I have also seen people teach some really bad behaviors not to mention, some handlers want to see the dog do things that they do with the helper , with them. That just does not work because the relationship with the handler is different, or at least it should be. Depends on how you want your dog to do protection I guess. I prefer a dog who takes it a bit more serious and brings some power and aggression to the work. It is also important , IMO, that the dog learns the right behavior on the sleeve and learns what to do when the helper puts some pressure on the dog or when the helper is trying to get away.
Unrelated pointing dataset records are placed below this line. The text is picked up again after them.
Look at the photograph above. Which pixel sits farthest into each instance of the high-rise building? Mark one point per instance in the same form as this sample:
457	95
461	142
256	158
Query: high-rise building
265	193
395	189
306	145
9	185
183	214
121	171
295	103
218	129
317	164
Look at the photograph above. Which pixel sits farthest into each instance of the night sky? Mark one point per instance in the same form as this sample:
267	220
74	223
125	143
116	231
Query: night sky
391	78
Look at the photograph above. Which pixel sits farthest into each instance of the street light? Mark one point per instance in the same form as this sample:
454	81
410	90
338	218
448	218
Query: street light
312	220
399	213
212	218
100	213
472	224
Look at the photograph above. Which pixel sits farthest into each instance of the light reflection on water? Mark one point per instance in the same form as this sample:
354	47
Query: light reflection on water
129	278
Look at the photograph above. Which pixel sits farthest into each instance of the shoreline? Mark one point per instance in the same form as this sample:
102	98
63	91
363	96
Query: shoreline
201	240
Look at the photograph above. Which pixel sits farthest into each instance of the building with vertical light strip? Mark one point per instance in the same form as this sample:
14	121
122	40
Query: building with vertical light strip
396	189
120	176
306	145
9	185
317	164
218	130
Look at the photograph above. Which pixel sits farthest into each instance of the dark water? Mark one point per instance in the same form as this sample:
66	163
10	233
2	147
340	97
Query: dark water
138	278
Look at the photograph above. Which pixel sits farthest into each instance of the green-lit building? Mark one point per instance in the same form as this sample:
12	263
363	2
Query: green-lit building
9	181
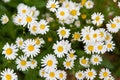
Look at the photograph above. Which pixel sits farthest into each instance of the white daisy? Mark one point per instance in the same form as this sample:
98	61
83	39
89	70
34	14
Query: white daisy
8	74
68	64
4	19
84	62
97	18
63	32
10	51
30	48
43	27
52	5
33	63
61	75
80	75
49	62
90	74
22	63
96	59
104	73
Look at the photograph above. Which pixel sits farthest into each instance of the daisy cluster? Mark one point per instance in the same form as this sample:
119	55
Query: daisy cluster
95	39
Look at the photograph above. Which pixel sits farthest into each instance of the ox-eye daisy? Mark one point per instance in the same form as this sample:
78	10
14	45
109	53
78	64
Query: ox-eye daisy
8	74
10	51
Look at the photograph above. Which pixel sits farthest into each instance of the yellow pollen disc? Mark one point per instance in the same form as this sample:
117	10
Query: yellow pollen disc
9	51
8	77
29	19
60	48
30	47
62	13
23	62
73	12
49	62
52	74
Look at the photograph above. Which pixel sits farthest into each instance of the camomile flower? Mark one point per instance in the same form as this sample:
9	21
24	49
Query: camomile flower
19	42
22	63
96	59
76	36
43	27
8	74
97	18
110	46
10	51
89	4
89	48
84	62
30	48
61	75
19	19
39	41
4	19
71	55
113	27
62	13
33	28
100	48
52	5
90	74
23	9
33	63
51	75
49	62
68	64
63	32
42	72
104	73
80	75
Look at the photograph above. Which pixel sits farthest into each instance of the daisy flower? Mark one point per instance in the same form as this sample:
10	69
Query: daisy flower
49	62
71	55
89	4
62	13
52	5
97	18
68	64
63	32
84	62
4	19
43	27
19	42
90	74
96	59
30	48
76	36
80	75
33	63
110	46
10	51
113	27
61	75
42	72
104	73
22	63
8	74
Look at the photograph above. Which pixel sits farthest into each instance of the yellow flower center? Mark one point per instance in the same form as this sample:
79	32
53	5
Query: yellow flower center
49	63
73	12
60	48
23	62
62	13
52	74
9	51
29	19
8	77
30	47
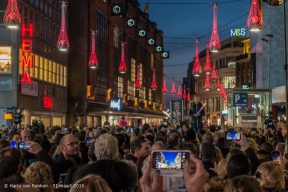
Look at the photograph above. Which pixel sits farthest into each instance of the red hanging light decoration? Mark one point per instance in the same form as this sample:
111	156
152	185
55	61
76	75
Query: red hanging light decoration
164	88
154	84
255	19
173	91
184	95
214	75
63	42
179	90
214	43
197	66
122	67
93	61
208	67
188	95
218	84
12	17
207	85
138	80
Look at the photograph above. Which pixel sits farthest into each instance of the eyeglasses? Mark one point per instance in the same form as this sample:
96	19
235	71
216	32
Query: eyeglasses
72	144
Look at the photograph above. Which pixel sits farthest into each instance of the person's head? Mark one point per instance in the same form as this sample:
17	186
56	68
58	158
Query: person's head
26	135
16	180
221	171
140	148
40	173
91	182
106	147
10	161
54	131
158	145
238	164
196	99
243	183
191	147
266	146
270	176
280	147
4	143
15	136
207	152
69	146
209	137
173	140
185	127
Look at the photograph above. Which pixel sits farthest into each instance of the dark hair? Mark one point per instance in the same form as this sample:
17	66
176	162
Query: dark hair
15	179
81	135
238	164
11	135
120	175
173	140
9	164
136	144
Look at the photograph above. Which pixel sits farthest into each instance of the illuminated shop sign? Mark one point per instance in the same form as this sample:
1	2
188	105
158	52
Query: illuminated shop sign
116	103
26	61
238	32
47	102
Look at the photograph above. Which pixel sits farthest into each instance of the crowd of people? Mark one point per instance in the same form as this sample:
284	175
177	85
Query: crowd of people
86	159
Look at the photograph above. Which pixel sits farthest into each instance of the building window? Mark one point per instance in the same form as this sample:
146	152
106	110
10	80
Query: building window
102	53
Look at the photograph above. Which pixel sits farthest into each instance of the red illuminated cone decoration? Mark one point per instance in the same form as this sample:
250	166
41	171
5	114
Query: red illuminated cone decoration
197	66
214	43
188	95
207	83
179	90
164	88
184	95
214	75
122	67
154	84
93	61
255	19
12	17
138	80
218	84
63	42
173	91
207	67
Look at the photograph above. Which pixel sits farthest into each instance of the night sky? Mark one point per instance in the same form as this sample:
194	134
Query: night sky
182	21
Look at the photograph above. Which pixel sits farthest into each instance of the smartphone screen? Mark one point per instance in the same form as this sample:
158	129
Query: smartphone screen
23	146
62	178
169	159
14	144
232	135
275	156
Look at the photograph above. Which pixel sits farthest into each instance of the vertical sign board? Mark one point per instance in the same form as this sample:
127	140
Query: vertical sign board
240	99
176	108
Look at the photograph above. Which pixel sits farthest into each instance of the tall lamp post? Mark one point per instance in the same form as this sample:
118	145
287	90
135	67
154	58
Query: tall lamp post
269	64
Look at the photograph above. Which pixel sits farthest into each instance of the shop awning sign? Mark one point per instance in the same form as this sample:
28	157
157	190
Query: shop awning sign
116	103
240	99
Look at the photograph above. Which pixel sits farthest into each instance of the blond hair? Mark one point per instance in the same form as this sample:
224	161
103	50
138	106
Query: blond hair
40	173
91	183
221	171
106	147
270	175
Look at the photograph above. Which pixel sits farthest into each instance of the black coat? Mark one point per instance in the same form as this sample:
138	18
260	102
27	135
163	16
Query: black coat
196	121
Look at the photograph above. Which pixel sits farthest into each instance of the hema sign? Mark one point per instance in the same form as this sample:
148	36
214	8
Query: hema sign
238	32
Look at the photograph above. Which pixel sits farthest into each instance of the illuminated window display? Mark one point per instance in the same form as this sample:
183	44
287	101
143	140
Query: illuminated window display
5	60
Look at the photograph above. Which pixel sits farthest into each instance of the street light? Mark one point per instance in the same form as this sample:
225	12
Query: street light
269	64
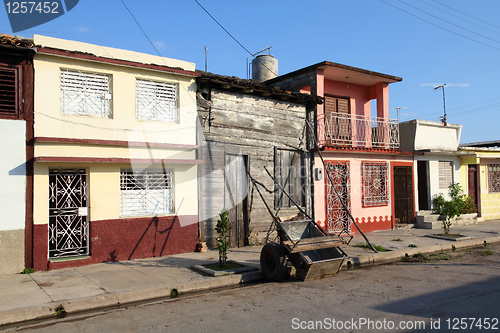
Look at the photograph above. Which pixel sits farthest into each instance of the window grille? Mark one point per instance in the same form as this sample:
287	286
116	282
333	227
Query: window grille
8	90
494	178
156	101
85	94
375	179
149	192
445	174
289	173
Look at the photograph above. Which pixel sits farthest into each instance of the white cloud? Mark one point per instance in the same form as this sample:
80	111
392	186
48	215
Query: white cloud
159	45
82	29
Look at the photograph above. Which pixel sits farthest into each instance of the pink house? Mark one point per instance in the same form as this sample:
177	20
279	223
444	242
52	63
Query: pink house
360	146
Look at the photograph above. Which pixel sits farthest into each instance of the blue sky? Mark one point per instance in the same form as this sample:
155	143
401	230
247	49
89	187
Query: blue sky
422	41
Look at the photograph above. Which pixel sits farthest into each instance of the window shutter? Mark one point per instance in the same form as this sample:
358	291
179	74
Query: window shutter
445	174
8	90
156	101
85	94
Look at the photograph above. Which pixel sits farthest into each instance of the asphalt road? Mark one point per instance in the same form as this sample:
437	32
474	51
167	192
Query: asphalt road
461	294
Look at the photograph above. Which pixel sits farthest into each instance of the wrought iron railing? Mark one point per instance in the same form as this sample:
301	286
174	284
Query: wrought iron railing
343	130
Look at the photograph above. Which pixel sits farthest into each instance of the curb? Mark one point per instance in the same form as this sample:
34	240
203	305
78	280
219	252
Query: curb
394	256
108	301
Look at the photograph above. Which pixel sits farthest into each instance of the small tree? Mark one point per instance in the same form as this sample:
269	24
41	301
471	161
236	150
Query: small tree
222	229
460	203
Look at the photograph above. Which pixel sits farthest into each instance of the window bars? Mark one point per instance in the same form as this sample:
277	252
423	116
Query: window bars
85	94
8	90
375	179
156	101
445	174
493	178
146	193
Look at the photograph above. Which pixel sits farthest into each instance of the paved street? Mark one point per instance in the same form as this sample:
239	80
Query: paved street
408	294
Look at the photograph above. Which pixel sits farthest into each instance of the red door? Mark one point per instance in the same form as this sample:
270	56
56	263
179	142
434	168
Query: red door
473	185
337	218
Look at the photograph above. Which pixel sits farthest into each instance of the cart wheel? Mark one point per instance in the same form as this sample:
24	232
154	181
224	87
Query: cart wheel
273	262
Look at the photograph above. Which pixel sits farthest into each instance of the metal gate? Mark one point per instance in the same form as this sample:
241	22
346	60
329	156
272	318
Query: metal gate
68	210
403	195
337	219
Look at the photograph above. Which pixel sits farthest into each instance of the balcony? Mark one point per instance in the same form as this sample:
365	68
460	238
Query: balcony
354	131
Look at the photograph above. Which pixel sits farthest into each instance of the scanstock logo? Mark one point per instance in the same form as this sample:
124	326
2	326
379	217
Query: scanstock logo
28	14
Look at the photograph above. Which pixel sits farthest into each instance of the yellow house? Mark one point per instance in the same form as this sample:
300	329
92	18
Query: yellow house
115	168
481	172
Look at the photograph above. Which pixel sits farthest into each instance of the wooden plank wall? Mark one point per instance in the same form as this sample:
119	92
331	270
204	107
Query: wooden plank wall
236	123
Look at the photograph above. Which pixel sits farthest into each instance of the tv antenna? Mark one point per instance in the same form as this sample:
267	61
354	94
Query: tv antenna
441	86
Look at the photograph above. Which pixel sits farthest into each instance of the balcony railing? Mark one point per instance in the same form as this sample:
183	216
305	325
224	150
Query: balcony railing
343	130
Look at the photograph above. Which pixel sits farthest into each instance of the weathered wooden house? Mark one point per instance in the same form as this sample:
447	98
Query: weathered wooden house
246	128
16	131
115	168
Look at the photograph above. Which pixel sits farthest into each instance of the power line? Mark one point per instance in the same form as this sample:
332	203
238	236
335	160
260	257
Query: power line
220	25
438	26
442	4
451	23
152	44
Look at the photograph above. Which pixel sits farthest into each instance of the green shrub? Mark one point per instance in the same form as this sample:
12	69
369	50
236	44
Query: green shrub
222	229
460	203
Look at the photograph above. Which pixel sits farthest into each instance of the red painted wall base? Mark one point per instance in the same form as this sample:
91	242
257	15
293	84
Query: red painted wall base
124	239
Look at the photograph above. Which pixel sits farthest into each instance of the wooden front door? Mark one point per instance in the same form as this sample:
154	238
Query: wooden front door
473	185
404	212
337	218
235	198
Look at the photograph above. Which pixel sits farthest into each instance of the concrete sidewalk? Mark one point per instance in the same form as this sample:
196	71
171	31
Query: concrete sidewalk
26	297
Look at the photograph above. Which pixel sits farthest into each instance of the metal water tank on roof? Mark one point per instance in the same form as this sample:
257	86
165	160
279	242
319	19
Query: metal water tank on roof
264	67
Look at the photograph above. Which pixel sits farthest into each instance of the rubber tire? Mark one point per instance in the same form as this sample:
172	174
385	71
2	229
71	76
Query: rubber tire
273	262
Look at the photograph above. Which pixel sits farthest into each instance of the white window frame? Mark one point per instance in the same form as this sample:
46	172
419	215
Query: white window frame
445	179
493	182
85	94
157	101
289	173
147	193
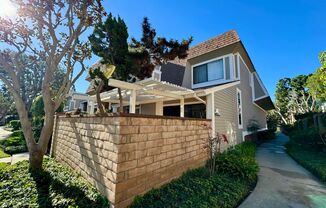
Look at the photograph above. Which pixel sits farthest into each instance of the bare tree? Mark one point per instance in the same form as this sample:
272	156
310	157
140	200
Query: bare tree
47	30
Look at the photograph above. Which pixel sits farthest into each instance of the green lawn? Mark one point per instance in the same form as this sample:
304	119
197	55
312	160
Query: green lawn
56	186
3	155
234	179
310	158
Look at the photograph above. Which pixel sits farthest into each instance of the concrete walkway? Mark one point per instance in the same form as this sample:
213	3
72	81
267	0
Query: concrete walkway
282	182
4	133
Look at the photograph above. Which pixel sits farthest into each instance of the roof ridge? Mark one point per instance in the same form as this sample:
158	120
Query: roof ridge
232	31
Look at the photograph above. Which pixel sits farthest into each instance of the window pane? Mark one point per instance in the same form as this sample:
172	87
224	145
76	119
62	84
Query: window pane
200	74
215	70
236	66
227	68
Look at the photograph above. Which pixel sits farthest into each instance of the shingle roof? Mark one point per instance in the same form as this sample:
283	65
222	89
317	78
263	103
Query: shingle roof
220	41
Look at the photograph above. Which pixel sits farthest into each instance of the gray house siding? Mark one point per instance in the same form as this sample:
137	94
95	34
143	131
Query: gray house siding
250	110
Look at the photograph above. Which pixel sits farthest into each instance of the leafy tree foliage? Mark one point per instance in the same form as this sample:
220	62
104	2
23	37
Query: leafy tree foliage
46	31
317	82
292	97
138	60
152	51
110	42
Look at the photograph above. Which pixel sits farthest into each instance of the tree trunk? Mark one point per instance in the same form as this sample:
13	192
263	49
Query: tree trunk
121	103
98	98
36	159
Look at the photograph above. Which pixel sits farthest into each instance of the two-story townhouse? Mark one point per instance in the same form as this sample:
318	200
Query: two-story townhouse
217	81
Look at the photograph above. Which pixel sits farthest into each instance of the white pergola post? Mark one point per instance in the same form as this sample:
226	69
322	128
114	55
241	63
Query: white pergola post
182	107
159	108
132	102
210	108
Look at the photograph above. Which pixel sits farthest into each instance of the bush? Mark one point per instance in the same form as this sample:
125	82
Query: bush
307	137
3	165
309	158
3	155
18	133
197	188
263	136
253	125
239	161
13	145
15	149
273	119
55	186
15	124
288	128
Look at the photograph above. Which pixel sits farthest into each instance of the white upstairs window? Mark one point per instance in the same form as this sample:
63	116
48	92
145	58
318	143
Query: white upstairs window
212	72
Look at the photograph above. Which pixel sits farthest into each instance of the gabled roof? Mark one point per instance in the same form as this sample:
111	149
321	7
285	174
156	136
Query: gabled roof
220	41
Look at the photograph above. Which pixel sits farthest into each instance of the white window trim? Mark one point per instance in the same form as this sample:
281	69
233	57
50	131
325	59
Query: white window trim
241	111
238	63
214	82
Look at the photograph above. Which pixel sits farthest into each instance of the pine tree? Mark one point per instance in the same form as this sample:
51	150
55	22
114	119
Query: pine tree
110	42
152	51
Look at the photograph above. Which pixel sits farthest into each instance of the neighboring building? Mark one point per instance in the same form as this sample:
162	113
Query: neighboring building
217	81
76	100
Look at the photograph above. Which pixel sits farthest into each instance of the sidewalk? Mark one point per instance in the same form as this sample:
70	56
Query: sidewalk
282	182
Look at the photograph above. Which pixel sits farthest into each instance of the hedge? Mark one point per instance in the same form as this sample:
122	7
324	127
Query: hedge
310	158
227	187
55	186
15	124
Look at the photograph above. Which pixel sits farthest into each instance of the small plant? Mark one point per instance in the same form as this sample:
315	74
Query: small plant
15	124
253	125
213	147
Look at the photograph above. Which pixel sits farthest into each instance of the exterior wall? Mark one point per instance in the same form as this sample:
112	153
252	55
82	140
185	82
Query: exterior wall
259	92
125	156
226	103
249	109
227	122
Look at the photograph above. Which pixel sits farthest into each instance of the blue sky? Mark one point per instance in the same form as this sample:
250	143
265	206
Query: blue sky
283	38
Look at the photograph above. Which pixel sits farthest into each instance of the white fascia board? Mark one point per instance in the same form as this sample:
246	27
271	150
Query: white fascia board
219	88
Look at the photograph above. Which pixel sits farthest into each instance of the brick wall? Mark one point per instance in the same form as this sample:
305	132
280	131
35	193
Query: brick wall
127	155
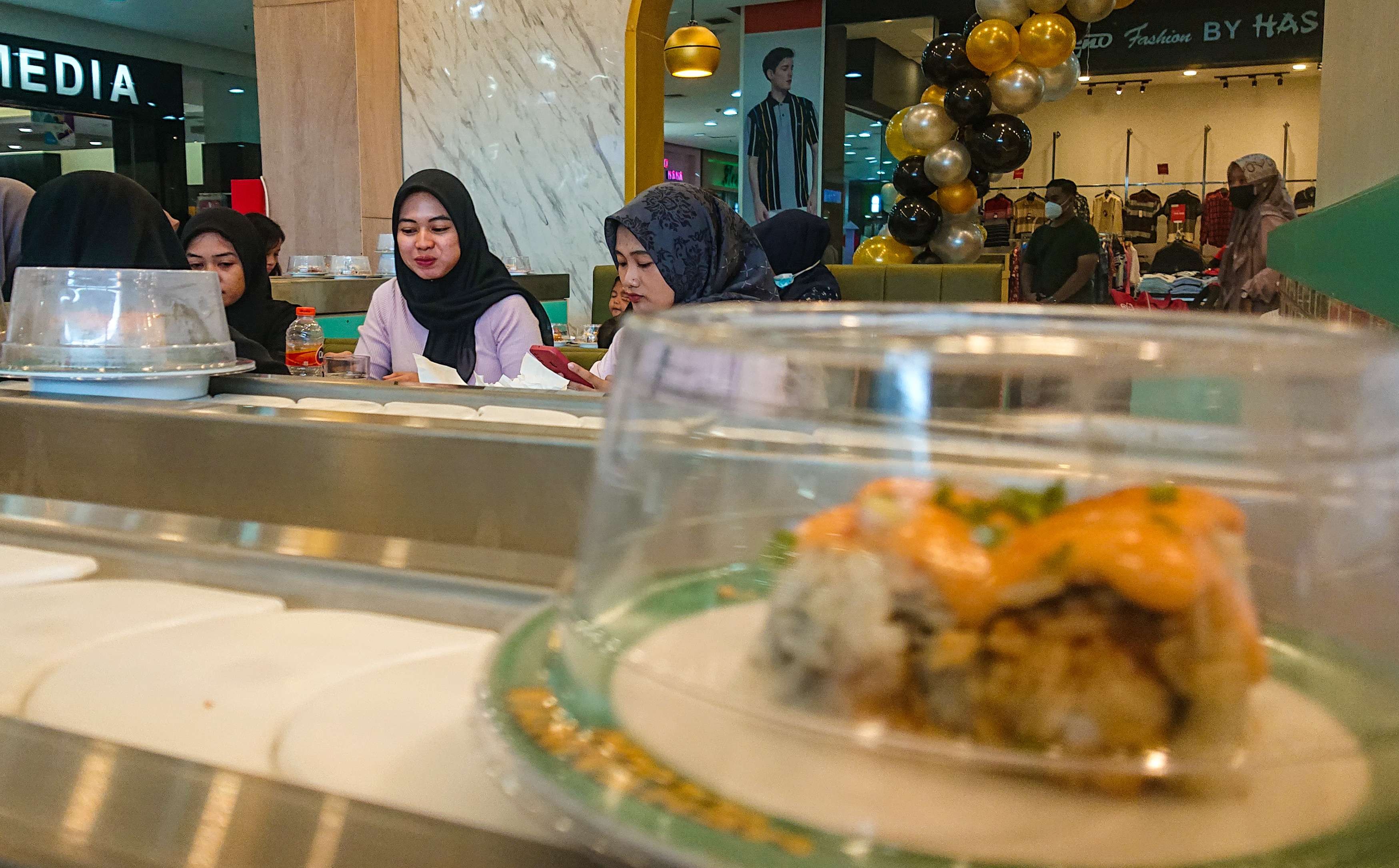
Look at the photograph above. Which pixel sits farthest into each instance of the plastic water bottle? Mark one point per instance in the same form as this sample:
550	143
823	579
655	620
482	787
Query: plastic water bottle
306	344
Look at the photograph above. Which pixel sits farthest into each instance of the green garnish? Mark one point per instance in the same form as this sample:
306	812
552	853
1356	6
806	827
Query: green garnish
988	536
1163	494
781	550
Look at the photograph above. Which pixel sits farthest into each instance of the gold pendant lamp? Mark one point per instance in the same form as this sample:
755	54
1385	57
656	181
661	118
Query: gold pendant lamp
693	51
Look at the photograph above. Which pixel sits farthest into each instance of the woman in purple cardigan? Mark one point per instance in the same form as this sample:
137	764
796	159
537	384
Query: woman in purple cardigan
452	301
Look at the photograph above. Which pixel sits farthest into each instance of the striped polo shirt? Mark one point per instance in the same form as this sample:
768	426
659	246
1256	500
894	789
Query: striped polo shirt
763	143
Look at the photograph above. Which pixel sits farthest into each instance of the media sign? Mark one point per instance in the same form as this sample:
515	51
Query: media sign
87	82
1155	37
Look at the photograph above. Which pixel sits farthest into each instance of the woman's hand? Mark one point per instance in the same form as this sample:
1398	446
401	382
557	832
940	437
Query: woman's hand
595	383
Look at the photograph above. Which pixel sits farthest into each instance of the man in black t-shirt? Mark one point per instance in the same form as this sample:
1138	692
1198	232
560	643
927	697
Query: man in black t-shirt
1064	253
You can't teach that as the handler, again because of the relationship, but even if you could, you would have to understand what to do where and that requires skill as a helper and at reading dogs.
I am not talking about tugs people use in obedience training, I am talking about people who use a tug or rag that a helper may use and trying to work the dog themselves.
There is a limit to what playing tug will do for the dog and you just have to know when that limit has been reached.


----------



## Sarah'sSita (Oct 27, 2001)

Thanks for that explanation. Makes the relationship and expectations clear.


----------



## Lauri & The Gang (Jun 28, 2001)

Plus, as my TD puts it, he's got YEARS of experience working dogs and puppies and I don't. (He's blunt but I like that.







)

He will see things I don't and know when to push, when to back off, when to allow the bite and when not to.


----------